Lloyd’s Carnegie-Brown bullish on Asia risksOctober 3 2019 by Andrew Tjaardstra
In a week when Lloyd’s set its sights on becoming the most advanced insurance marketplace in the world, InsuranceAsia News sat down with Bruce Carnegie-Brown, chairman of Lloyd’s, at its famous London headquarters yesterday (October 2).
Commenting on the ambitious plans, he stressed it will take time: “We are in a six-month transition period for the Lloyd’s Blueprint [published earlier this week] and we will unveil more specific plans over the next few months [Lloyd’s chief executive John Neal is the keynote speaker at the SIRC for example].”
A key driver will be the technology initiatives such as a syndicate-in-a-box which the Munich Re Syndicate is introducing the first one on January 1 2020.
Another initiative is the Lloyd’s Risk Exchange will underwrite high-volume and low-value risks and enable digital policy purchases; the idea is for efficiency and cost reduction to be facilitated through automatic, algorithm-based risk ratings.
Carnegie-Brown (pictured) added: “Technology is a great enabler for global business and we see an opportunity to further develop the Lloyd’s ecosystem internationally – whether you are in London, Singapore, Shanghai or Sydney it should be easier to place business with Lloyd’s. A digital environment can help improve the cost structure, bring more innovation and allow the customer to buy more cover.”
He said: “The placement system is helping with the modernisation of Lloyd’s and we have had small beginnings across Asia-Pacific but the customer experience and Lloyd’s efficiency is still not what is should be.”

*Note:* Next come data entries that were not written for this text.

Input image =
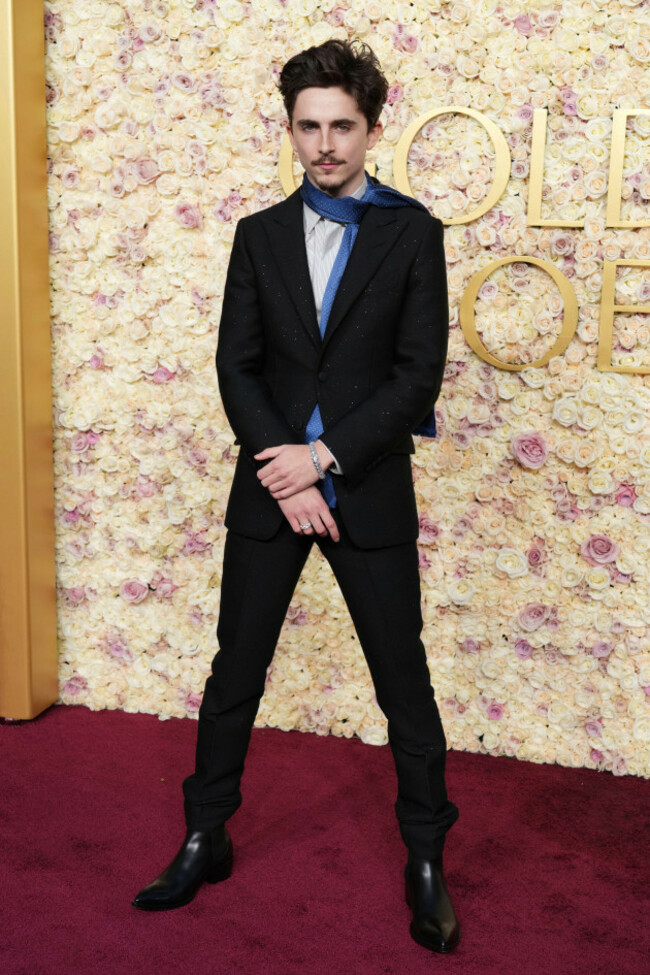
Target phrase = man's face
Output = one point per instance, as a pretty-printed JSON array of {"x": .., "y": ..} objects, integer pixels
[{"x": 331, "y": 137}]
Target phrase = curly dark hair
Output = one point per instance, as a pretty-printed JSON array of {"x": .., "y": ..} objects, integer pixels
[{"x": 350, "y": 65}]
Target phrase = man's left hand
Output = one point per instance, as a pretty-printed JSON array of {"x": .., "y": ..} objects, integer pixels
[{"x": 291, "y": 468}]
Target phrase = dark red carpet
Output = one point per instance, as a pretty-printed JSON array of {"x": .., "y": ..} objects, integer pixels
[{"x": 548, "y": 866}]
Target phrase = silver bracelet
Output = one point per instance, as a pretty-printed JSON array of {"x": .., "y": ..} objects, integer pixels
[{"x": 314, "y": 457}]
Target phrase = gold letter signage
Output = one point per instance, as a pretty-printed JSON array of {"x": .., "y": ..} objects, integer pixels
[
  {"x": 569, "y": 321},
  {"x": 501, "y": 167}
]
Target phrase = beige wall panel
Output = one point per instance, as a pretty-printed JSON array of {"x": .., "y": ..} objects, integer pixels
[{"x": 28, "y": 663}]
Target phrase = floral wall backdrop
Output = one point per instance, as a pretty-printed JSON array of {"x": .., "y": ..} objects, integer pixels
[{"x": 164, "y": 129}]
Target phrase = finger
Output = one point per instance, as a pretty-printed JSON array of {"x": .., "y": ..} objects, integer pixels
[
  {"x": 331, "y": 527},
  {"x": 273, "y": 480},
  {"x": 268, "y": 452}
]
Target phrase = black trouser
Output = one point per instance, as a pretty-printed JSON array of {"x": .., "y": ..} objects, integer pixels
[{"x": 382, "y": 590}]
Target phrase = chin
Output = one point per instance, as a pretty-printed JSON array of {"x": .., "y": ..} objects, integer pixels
[{"x": 331, "y": 188}]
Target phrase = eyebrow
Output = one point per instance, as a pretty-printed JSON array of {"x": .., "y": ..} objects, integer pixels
[{"x": 337, "y": 121}]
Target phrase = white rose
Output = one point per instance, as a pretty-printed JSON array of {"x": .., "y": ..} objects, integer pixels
[
  {"x": 461, "y": 591},
  {"x": 511, "y": 562}
]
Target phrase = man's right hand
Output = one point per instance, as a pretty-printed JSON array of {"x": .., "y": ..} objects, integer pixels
[{"x": 309, "y": 506}]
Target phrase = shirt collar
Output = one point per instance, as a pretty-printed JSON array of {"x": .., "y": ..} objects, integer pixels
[{"x": 312, "y": 218}]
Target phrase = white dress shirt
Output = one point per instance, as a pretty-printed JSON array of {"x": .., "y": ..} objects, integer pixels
[{"x": 323, "y": 239}]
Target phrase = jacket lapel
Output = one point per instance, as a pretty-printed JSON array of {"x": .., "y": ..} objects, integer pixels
[
  {"x": 378, "y": 233},
  {"x": 287, "y": 238}
]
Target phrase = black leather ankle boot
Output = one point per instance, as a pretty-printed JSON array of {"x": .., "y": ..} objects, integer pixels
[
  {"x": 204, "y": 856},
  {"x": 434, "y": 923}
]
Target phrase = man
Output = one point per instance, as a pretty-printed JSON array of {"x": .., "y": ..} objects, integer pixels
[{"x": 331, "y": 351}]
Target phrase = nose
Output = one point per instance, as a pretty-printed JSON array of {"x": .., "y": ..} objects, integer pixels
[{"x": 325, "y": 146}]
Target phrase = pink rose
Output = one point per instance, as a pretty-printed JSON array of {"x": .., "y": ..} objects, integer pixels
[
  {"x": 523, "y": 649},
  {"x": 599, "y": 550},
  {"x": 536, "y": 556},
  {"x": 162, "y": 375},
  {"x": 429, "y": 531},
  {"x": 75, "y": 595},
  {"x": 532, "y": 616},
  {"x": 165, "y": 588},
  {"x": 601, "y": 649},
  {"x": 133, "y": 591},
  {"x": 188, "y": 215},
  {"x": 529, "y": 449},
  {"x": 395, "y": 92}
]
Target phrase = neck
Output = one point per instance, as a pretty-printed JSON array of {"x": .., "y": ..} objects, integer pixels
[{"x": 335, "y": 194}]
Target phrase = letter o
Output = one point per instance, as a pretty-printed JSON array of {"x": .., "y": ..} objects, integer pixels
[
  {"x": 569, "y": 320},
  {"x": 502, "y": 167}
]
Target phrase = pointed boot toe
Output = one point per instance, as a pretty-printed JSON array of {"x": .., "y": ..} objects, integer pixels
[{"x": 204, "y": 857}]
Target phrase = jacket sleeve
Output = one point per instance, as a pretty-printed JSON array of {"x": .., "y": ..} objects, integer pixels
[
  {"x": 369, "y": 431},
  {"x": 256, "y": 421}
]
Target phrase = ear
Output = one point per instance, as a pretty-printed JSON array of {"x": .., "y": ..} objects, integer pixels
[{"x": 373, "y": 135}]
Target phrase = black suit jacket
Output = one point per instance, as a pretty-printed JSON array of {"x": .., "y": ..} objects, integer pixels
[{"x": 375, "y": 374}]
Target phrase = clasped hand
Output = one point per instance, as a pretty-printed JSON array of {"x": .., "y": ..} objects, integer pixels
[
  {"x": 290, "y": 477},
  {"x": 290, "y": 470}
]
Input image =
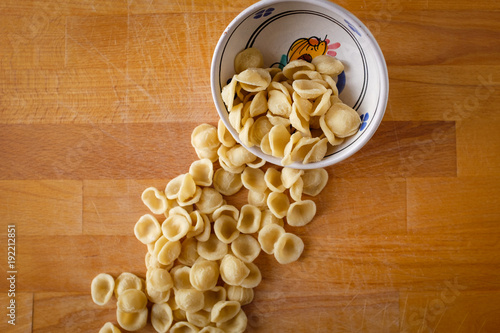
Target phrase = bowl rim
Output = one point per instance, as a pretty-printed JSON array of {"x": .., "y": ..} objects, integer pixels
[{"x": 379, "y": 61}]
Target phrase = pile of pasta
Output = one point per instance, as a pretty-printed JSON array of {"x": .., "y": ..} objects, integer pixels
[
  {"x": 201, "y": 250},
  {"x": 294, "y": 114}
]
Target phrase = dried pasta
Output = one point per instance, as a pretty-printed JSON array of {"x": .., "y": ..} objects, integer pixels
[
  {"x": 278, "y": 204},
  {"x": 161, "y": 317},
  {"x": 227, "y": 183},
  {"x": 224, "y": 310},
  {"x": 159, "y": 279},
  {"x": 132, "y": 300},
  {"x": 154, "y": 200},
  {"x": 147, "y": 229},
  {"x": 109, "y": 328},
  {"x": 273, "y": 180},
  {"x": 212, "y": 249},
  {"x": 181, "y": 277},
  {"x": 210, "y": 200},
  {"x": 268, "y": 237},
  {"x": 225, "y": 228},
  {"x": 239, "y": 294},
  {"x": 102, "y": 288},
  {"x": 249, "y": 220},
  {"x": 204, "y": 274},
  {"x": 301, "y": 213},
  {"x": 132, "y": 321},
  {"x": 212, "y": 296},
  {"x": 288, "y": 248},
  {"x": 199, "y": 319},
  {"x": 202, "y": 172},
  {"x": 237, "y": 324},
  {"x": 246, "y": 248},
  {"x": 253, "y": 179},
  {"x": 253, "y": 278},
  {"x": 184, "y": 327},
  {"x": 189, "y": 300},
  {"x": 233, "y": 270},
  {"x": 314, "y": 181},
  {"x": 126, "y": 281},
  {"x": 301, "y": 97}
]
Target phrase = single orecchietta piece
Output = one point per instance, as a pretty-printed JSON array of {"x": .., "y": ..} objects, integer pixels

Lloyd’s needs to show greater relevance for customers as risks move from being tangible to intangible while Asia is a key growth market for Lloyd’s too.

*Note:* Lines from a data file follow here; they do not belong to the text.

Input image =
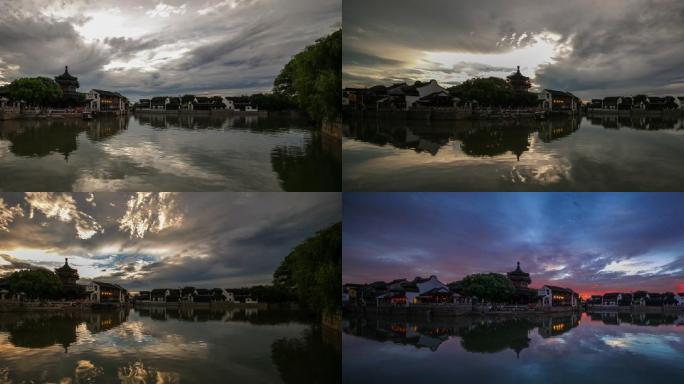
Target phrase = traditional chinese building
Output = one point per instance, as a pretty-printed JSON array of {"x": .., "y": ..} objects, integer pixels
[
  {"x": 518, "y": 82},
  {"x": 69, "y": 85},
  {"x": 519, "y": 278}
]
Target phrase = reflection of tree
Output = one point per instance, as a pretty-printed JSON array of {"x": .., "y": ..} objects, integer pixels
[
  {"x": 307, "y": 359},
  {"x": 313, "y": 167},
  {"x": 493, "y": 142},
  {"x": 555, "y": 129},
  {"x": 497, "y": 336}
]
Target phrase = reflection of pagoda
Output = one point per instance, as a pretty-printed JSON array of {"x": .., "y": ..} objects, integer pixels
[{"x": 518, "y": 82}]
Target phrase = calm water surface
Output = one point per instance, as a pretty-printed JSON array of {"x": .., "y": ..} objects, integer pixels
[
  {"x": 587, "y": 154},
  {"x": 167, "y": 153},
  {"x": 596, "y": 348},
  {"x": 167, "y": 346}
]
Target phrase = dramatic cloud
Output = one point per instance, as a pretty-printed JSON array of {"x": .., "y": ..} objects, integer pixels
[
  {"x": 587, "y": 47},
  {"x": 161, "y": 48},
  {"x": 146, "y": 240},
  {"x": 589, "y": 242}
]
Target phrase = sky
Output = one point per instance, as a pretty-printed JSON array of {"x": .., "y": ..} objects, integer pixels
[
  {"x": 591, "y": 48},
  {"x": 590, "y": 242},
  {"x": 168, "y": 47},
  {"x": 161, "y": 240}
]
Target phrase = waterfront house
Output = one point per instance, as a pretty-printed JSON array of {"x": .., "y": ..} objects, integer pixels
[
  {"x": 611, "y": 103},
  {"x": 558, "y": 101},
  {"x": 596, "y": 104},
  {"x": 106, "y": 101},
  {"x": 435, "y": 295},
  {"x": 101, "y": 292},
  {"x": 639, "y": 298},
  {"x": 518, "y": 82},
  {"x": 553, "y": 296},
  {"x": 158, "y": 102},
  {"x": 172, "y": 295},
  {"x": 611, "y": 299},
  {"x": 680, "y": 298}
]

He commented: “As Asian countries expand their risk appetite we expect them to bigger players in international markets as they seek to diversify their risk abroad. China Re started with a side-car through Catlin around a decade ago and now owns a managing agent (Chaucer).”
Meanwhile Japanese insurers are following their customers as they internationalise and there are opportunities in countries such as Vietnam where premiums are growing quickly.

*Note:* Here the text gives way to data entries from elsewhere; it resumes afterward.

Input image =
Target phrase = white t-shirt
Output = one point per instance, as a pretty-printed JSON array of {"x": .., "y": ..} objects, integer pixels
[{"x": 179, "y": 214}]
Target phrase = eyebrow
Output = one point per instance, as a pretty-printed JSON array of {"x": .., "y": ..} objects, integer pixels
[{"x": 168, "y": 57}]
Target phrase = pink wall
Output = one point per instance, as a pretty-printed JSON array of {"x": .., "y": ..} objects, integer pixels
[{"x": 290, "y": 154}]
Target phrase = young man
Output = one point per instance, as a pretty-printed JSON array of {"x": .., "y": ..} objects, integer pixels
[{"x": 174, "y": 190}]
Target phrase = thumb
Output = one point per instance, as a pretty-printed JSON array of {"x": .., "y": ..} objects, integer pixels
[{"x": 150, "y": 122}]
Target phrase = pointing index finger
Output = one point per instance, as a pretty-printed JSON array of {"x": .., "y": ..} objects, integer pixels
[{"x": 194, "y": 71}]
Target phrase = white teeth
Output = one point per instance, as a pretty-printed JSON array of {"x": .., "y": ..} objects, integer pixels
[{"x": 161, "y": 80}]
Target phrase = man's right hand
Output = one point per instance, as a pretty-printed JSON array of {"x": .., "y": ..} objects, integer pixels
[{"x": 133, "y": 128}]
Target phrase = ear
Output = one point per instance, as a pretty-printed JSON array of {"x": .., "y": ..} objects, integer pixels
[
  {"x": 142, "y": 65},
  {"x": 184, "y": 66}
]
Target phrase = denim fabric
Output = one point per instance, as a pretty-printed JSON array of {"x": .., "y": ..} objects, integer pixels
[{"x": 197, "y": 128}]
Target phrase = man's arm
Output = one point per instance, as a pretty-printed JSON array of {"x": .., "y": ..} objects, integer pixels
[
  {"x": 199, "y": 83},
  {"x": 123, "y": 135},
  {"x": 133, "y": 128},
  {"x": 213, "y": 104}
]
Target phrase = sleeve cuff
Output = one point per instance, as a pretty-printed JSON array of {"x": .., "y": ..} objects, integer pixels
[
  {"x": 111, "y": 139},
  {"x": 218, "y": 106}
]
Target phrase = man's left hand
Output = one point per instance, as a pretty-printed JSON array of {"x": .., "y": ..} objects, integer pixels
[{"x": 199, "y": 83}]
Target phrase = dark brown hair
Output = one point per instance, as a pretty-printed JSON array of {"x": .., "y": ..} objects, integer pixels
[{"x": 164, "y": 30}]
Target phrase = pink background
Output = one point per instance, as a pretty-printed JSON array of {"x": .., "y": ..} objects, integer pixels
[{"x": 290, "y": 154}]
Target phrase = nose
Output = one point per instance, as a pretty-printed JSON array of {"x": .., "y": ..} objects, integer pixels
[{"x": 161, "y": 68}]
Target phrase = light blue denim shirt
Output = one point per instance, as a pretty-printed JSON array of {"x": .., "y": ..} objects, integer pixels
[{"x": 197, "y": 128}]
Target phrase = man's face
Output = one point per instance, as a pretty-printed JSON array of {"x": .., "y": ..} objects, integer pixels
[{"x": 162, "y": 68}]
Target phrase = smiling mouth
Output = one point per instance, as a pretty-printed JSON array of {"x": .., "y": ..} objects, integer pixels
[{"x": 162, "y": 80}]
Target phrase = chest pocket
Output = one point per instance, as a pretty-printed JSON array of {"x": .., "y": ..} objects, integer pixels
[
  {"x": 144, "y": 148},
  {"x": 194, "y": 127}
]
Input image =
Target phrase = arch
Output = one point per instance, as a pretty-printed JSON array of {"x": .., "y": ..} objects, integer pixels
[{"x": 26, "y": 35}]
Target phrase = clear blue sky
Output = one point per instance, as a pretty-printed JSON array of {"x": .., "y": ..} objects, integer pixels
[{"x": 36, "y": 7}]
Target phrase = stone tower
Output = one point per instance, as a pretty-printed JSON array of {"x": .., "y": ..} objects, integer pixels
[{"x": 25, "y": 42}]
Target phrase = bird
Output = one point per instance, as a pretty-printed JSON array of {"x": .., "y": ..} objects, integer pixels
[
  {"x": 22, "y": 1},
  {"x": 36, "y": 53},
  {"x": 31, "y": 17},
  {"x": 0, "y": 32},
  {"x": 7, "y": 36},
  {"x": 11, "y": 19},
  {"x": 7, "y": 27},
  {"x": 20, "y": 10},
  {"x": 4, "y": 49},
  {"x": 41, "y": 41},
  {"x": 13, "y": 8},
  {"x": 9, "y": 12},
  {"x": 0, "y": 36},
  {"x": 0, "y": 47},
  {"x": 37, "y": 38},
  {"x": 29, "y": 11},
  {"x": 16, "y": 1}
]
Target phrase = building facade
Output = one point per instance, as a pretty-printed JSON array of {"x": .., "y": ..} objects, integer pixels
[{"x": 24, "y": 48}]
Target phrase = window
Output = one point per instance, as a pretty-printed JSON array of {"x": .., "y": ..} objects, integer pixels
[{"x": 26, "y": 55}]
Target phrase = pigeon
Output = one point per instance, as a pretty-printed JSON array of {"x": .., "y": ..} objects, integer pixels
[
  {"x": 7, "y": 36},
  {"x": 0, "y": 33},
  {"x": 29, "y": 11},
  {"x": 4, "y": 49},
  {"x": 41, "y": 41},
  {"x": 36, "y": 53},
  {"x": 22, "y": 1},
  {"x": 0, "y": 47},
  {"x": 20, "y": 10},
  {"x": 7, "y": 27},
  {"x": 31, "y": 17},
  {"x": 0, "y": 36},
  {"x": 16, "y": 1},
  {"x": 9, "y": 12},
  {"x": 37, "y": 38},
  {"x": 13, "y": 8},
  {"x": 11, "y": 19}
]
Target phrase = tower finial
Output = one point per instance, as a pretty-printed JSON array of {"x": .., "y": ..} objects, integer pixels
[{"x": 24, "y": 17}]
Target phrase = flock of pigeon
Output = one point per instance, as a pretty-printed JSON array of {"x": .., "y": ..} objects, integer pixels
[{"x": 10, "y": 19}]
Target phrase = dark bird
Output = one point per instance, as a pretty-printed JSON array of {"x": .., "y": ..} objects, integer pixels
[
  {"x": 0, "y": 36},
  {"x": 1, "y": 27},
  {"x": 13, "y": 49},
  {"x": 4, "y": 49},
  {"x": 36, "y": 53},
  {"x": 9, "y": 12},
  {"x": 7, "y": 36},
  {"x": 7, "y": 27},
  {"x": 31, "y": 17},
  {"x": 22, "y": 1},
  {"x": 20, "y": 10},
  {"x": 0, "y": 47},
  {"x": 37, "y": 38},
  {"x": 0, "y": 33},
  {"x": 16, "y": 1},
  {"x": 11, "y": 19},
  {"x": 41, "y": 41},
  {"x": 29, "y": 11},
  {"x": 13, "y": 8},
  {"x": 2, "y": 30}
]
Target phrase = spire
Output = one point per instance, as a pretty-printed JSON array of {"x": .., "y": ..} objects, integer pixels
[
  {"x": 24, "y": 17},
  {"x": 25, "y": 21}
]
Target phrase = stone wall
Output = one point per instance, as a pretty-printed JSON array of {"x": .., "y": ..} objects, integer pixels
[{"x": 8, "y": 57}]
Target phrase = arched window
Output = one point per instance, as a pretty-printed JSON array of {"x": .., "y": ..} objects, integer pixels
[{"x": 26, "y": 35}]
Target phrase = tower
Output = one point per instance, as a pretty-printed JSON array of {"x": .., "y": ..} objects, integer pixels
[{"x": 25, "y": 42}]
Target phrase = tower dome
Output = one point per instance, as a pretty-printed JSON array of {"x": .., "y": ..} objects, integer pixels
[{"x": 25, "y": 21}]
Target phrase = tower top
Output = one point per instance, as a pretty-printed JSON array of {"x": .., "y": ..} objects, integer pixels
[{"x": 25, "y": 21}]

Carnegie-Brown is relaxed that some syndicates have decided to exit writing risks from Asia recently, such as ArgoGlobal; he said: “Some ebb and flow in business activity in markets such as Singapore is not surprising as companies focus on profitability at the core of their businesses.”
In addition to reshaping its business, Lloyd’s has dealing with the fallout from several scandals involving poor behaviour over recent months. After an extensive staff survey and review of its rules the senior management are trying to turn things around. He said: “We have been speaking up about the cultural challenges and are trying to be as open as possible; we are taking action to rectify the situation.”
Despite the headwinds, which included another underwriting loss in the first six months of the year, and an increasingly worrisome political outlook, Carnegie-Brown is upbeat: “We are living in exciting times and we are very positive about the future of Lloyd’s.”